From what I can see, both Catholics and Protestant Evangelicals opposed abortion all along. It was secularists and CINOs (Christians in Name Only) from both Catholic and Protestant backgrounds who pushed legal abortion. I guess we could add in liberal Jews, but most of them are secularists, and aren't religious like pro-life Jewish leader Yehuda Levin.
“Thats completely bogus.”
No, actually it was a perfectly reasonable comment on bdeaner’s part as to how surprising it is to see how far back Protestant involvement in pro-life efforts go. After all, Catholics led the way LONG BEFORE Row v. Wade in all things pro-life and were known for the stand against contraception as well. Protestants, on the other hand, are only incidentally, or accidentally, pro-life. Their views could change any day depending on their leadership, exegesis, feelings, etc. For Catholics, this is the way it’s always been, and this is the way it will always be. Remember, Protestant religious bodies didn’t accept contraception until the 1930s! Now, they all do really. And by the 1960s, the PCUSA was vocally supporting abortion on demand. That’s an amazing development - and a heart breaking one too.
Catholics have never seen anything like that in their Church and never will. For many Catholics, raised in a pro-life atmosphere that goes back 2,000 years it is surprising to learn that there are Protestants who have been involved in the pro-life movement for 35 or more years. They were relatively few in number, but they were there. Think of it this way, what if someone claimed that the seminal Protestant declaration against abortion (and there can be no such thing of course because Protestants are not unified at all) was Francis Schaeffer’s A Christian Manifesto which came out in 1981. That’s only 28 years ago. Our first, if not greatest statement against abortion, came out sometime between 70 and 140 A.D. - the Didache. It’s just part of way of life. Protestants had to wake up to the danger of abortion. We always found it an abomination.
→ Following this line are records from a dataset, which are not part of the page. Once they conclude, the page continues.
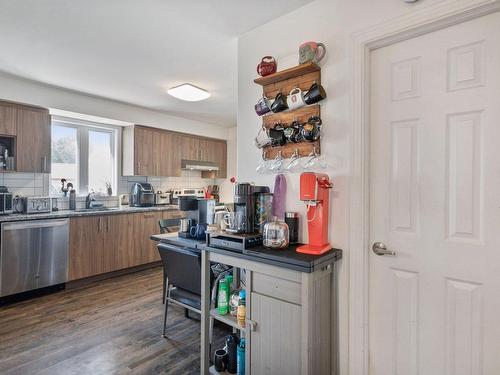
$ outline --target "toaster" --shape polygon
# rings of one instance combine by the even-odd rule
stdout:
[[[162,205],[162,204],[170,204],[172,203],[172,193],[162,193],[161,191],[157,191],[155,193],[155,204]]]

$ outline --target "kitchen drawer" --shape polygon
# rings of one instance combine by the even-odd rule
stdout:
[[[252,291],[297,305],[301,304],[301,284],[290,280],[252,272]]]

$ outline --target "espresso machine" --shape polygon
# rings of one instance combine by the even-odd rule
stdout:
[[[269,193],[268,186],[256,186],[247,182],[234,185],[234,212],[243,216],[241,233],[255,232],[255,204],[260,193]]]
[[[313,255],[326,253],[328,243],[328,210],[333,184],[324,173],[306,172],[300,175],[300,200],[307,206],[309,243],[299,246],[297,252]]]

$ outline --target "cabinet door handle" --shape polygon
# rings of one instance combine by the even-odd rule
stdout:
[[[137,162],[137,174],[141,174],[141,162]]]
[[[47,172],[47,156],[42,158],[42,172]]]
[[[109,232],[109,217],[106,218],[106,232]]]
[[[255,331],[255,328],[257,327],[257,322],[255,322],[251,319],[245,319],[245,324],[248,325],[248,328],[250,328],[250,331]]]
[[[97,222],[97,233],[99,233],[100,231],[101,231],[101,218],[99,218]]]
[[[154,217],[155,215],[154,214],[144,214],[144,218],[152,218]]]

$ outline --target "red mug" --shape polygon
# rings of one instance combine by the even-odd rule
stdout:
[[[276,73],[278,69],[278,63],[272,56],[264,56],[257,65],[257,74],[262,77],[268,76],[269,74]]]

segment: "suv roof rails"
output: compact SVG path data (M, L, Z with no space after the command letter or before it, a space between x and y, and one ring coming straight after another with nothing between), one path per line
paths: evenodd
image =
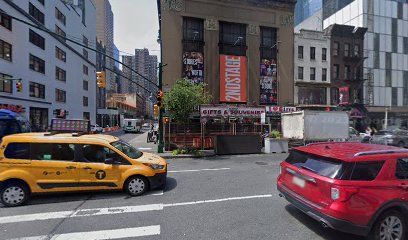
M44 133L44 136L53 136L53 135L56 135L58 133L59 132L46 132L46 133Z
M408 153L408 149L364 151L364 152L358 152L354 154L354 157L366 156L366 155L377 155L377 154L389 154L389 153Z
M306 146L322 145L322 144L336 144L336 143L353 143L353 142L339 142L339 141L334 141L334 142L314 142L314 143L309 143Z

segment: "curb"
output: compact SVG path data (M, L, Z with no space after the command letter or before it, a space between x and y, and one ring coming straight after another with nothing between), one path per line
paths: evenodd
M183 158L207 158L207 157L214 157L217 156L215 153L214 154L203 154L203 155L189 155L189 154L180 154L180 155L160 155L160 157L164 159L183 159Z

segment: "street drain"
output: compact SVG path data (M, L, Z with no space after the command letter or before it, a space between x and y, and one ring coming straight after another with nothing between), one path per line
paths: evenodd
M266 162L255 162L258 165L268 165Z

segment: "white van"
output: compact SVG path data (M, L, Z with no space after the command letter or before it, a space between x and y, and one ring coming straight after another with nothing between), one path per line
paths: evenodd
M142 129L141 119L123 119L123 131L125 133L133 132L138 133Z

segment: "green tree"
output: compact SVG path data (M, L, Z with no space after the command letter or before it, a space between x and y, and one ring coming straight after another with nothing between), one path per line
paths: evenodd
M172 121L184 125L184 145L186 144L186 124L194 109L211 102L211 95L204 84L193 84L188 79L177 80L173 88L164 95L164 106Z

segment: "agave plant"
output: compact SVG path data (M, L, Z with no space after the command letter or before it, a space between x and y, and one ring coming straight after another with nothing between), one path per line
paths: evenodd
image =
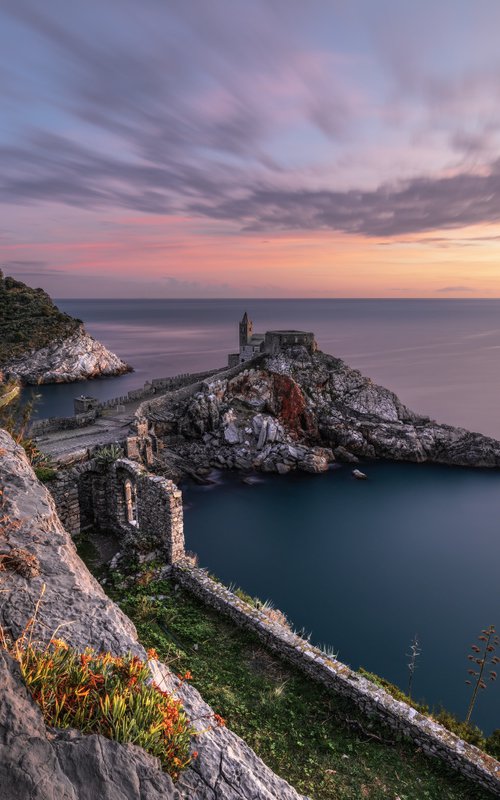
M474 667L471 666L467 670L470 679L465 681L468 686L473 687L467 716L465 718L466 724L470 722L479 689L486 689L487 681L492 682L497 679L497 672L495 669L491 669L491 667L496 667L496 665L500 663L500 658L495 654L500 644L495 626L490 625L488 628L484 628L477 638L481 644L471 645L470 649L472 652L467 656L471 664L474 664Z
M109 444L106 447L100 447L95 454L95 460L100 467L108 467L114 464L119 458L122 458L123 450L117 444Z

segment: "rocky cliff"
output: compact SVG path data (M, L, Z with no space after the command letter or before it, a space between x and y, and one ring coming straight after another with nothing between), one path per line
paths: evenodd
M105 375L123 375L131 367L90 336L83 325L65 339L32 350L1 366L5 378L25 384L70 383Z
M4 278L0 271L0 380L68 383L129 371L46 292Z
M24 451L0 430L0 625L23 631L40 600L35 640L57 635L77 650L146 654L133 624L79 559L54 502ZM155 680L176 688L168 668ZM174 788L142 749L102 736L48 730L16 664L0 648L0 797L2 800L304 800L234 733L206 730L211 709L198 692L177 687L193 725L198 757Z
M304 348L254 359L140 413L167 455L199 469L320 472L359 458L500 466L500 442L416 414L340 359Z

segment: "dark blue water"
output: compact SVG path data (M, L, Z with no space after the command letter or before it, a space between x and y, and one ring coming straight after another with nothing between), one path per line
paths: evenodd
M414 696L464 717L470 644L500 623L500 474L371 464L324 475L226 474L188 486L186 544L224 582L270 599L316 644L403 689L418 634ZM500 727L500 683L473 721Z
M152 377L226 363L248 310L255 330L313 330L320 347L393 389L411 408L500 438L499 300L75 300L61 308L136 369L41 387L42 416L72 413L82 392L124 394ZM466 651L499 623L500 475L377 464L267 476L249 487L189 487L188 547L247 592L271 598L339 657L406 686L419 634L415 694L463 716ZM475 720L500 727L500 682Z
M226 363L248 310L255 330L313 330L320 347L423 414L500 437L499 300L62 300L129 361L120 378L41 388L40 416L82 392L124 394L146 379Z

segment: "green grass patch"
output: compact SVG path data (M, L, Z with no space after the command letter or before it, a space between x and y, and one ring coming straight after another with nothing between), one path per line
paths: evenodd
M52 467L34 467L35 475L39 481L49 483L57 478L57 470Z
M123 587L123 584L122 584ZM110 590L176 672L278 775L315 800L491 800L168 581Z

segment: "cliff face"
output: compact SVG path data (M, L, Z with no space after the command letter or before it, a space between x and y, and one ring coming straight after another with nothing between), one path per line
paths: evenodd
M133 624L104 594L78 557L54 502L24 451L0 430L0 625L16 638L41 599L35 641L57 636L80 652L146 653ZM304 800L227 728L206 730L212 709L165 665L150 662L155 680L176 691L199 731L199 756L174 789L158 762L133 745L77 731L48 730L0 648L0 797L9 800Z
M70 383L131 371L121 358L90 336L83 325L66 339L7 361L1 369L5 378L17 378L25 384Z
M3 373L23 383L67 383L128 371L46 292L0 271L0 380Z
M319 472L358 458L499 467L500 442L440 425L325 353L254 360L201 391L148 404L169 447L198 467Z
I know some Protestant pro-lifers have written about struggles they had in their churches in the 1970s and 1980s to get people to even consider the pro-life cause as important! That same sort of philosophical problem continues in how Protestant sects overwhelmingly support birth control. They simply aren’t pro-life ENOUGH to know or understand how birth control ties into and sometimes directly leads to abortion.
The other question is “What do abortionists believe?” Tiller was killed in a Lutheran church where he seems to have been warmly accepted. What kind of theology condones abortion?
It was actually outlawed more in the late 19th century, as I understand it, when anatomical knowledge became more commonplace. When fetuses (which is Latin for baby) were seen to be REALLY tiny babies, and the picture plates in textbooks demonstrated that, minds were changed.
I came across that a number of years ago while working in the archives and rare books section of a major medical library. DaVinci may have been the first to illustrate life in the womb, but it was the work of artists much later that changed a lot of hearts and minds.